Retail grocery is not always the best place for an early-stage CPG product. In fact, it very well could be the worst. Most stores have over 35,000 SKUs. As a new brand, you have to find your way onto the shelf, somehow interrupt consumers’ habitual shopping behaviors and hopefully find your way into their shopping carts. That is not easy. There is a massive brand graveyard out there littered with those that have come before, tried and failed.
How do you determine if retail grocery is the right channel strategy? There is no simple answer, but there are a few variables to examine. The first is the need-state. If you want consumers to discover your brand, doesn’t it make sense to be available where and when the need is most acute? A second consideration is the ability to drive trial. A third is the cost of driving that trial.
Let me illustrate. Better Breakfast (fictitious), a brand aimed at capitalizing on the snackification of the American diet, is introducing a line of nutrient-dense breakfast bites. But, where do they launch? If they go into retail, they likely will find themselves either in the breakfast aisle positioned by the low-cost breakfast bars or in the very crowded nutritional bar set. Neither is an ideal place for discovery and most people aren’t shopping the breakfast aisle with the intent of eating breakfast right then and there. Simply stated, the need is not acute.
In either of those sets, the competition is fierce, and the shelves crowded. For a multi-serve breakfast bite, how do you drive trial? Demos are an option but are both expensive and difficult to scale. Promotions work but are again very expensive, and you run the risk of training your consumers into a lower price point. That said, doing both still won’t guarantee success.
Retail grocery does not allow for much storytelling. Brands, for the most part, are relegated to what they can communicate on the package. Most augment by leveraging social media. However, social media and purchase behavior at retail are difficult to link or quantify.

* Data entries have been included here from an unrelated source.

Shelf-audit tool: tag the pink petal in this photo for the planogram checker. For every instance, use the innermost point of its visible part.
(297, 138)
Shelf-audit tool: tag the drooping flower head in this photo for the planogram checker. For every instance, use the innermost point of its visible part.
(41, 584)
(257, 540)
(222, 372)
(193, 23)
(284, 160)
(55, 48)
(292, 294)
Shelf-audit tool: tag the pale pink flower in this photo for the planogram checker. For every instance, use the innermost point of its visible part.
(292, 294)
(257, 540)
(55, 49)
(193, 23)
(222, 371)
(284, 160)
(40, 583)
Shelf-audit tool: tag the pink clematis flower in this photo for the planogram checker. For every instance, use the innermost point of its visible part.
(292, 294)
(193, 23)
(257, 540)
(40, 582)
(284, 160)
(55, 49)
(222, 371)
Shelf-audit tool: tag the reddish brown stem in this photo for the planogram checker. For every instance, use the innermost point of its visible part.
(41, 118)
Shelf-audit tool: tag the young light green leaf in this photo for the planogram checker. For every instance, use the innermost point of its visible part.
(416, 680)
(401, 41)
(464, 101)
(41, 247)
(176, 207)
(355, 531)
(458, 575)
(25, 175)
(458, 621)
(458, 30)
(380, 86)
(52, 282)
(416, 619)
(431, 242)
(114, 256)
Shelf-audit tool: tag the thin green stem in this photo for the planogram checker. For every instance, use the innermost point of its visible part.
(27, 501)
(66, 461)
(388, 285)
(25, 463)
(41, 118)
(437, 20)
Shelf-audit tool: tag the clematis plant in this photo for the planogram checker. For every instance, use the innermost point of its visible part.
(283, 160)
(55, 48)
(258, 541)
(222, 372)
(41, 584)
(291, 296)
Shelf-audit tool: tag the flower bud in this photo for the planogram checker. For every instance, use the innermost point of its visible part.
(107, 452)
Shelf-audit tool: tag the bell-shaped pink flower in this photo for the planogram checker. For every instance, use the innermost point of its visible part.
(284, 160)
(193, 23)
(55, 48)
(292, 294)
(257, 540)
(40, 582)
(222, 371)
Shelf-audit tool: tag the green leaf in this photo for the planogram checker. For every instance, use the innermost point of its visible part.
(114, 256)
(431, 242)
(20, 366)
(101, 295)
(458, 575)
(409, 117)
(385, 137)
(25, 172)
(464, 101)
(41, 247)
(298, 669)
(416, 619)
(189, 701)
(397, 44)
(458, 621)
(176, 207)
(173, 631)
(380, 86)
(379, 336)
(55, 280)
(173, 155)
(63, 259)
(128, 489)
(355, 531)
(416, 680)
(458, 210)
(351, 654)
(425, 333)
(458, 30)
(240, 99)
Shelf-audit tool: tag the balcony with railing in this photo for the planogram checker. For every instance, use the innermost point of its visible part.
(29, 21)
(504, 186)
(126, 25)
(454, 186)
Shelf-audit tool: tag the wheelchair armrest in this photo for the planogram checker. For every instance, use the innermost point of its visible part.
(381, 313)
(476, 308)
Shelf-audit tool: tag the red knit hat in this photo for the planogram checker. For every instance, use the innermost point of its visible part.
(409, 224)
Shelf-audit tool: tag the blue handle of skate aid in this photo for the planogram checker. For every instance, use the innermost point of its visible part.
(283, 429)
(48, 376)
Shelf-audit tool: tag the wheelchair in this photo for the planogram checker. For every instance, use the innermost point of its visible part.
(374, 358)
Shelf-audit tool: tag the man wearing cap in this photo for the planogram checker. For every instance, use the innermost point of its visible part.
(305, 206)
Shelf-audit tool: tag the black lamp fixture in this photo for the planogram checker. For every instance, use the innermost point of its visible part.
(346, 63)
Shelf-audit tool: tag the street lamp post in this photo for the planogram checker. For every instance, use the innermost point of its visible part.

All of this means that Better Breakfast is likely going to have to make significant investments in promotions, demos and social media to drive discovery and trial. This is coupled with the investment made to get on the shelf in the form of slotting fees or free-fills. It is an expensive high-risk strategy.
Now, let’s say Better Breakfast rethinks its launch strategy. Instead of retail, they focus on grab-n-go locations such as regional coffee chains, corporate campuses, micro-markets, airport concessionaires. In each of these, the need-state is likely to be acute. People are arriving hungry and looking for a breakfast solution. The competitive-set won’t be as crowded, and because of that the chances of discovery and trial are much greater. The trial can be driven without the cost of demos or promos.
This is a gross simplification of the process. I offer it merely as an illustrative example of the questions that should be considered before you launch. There are some other obvious things that need to be considered such as market access, cost-to-serve, distribution, and more. But the message I want to convey is that retail grocery is not the only effective route-to-market and the alternative is not just e-commerce.
You must be a bit of a detective, find where the need is most acute and then figure out how best to get your products in front of consumers at that exact moment. It’s not easy, but do it well and it is a game-changer.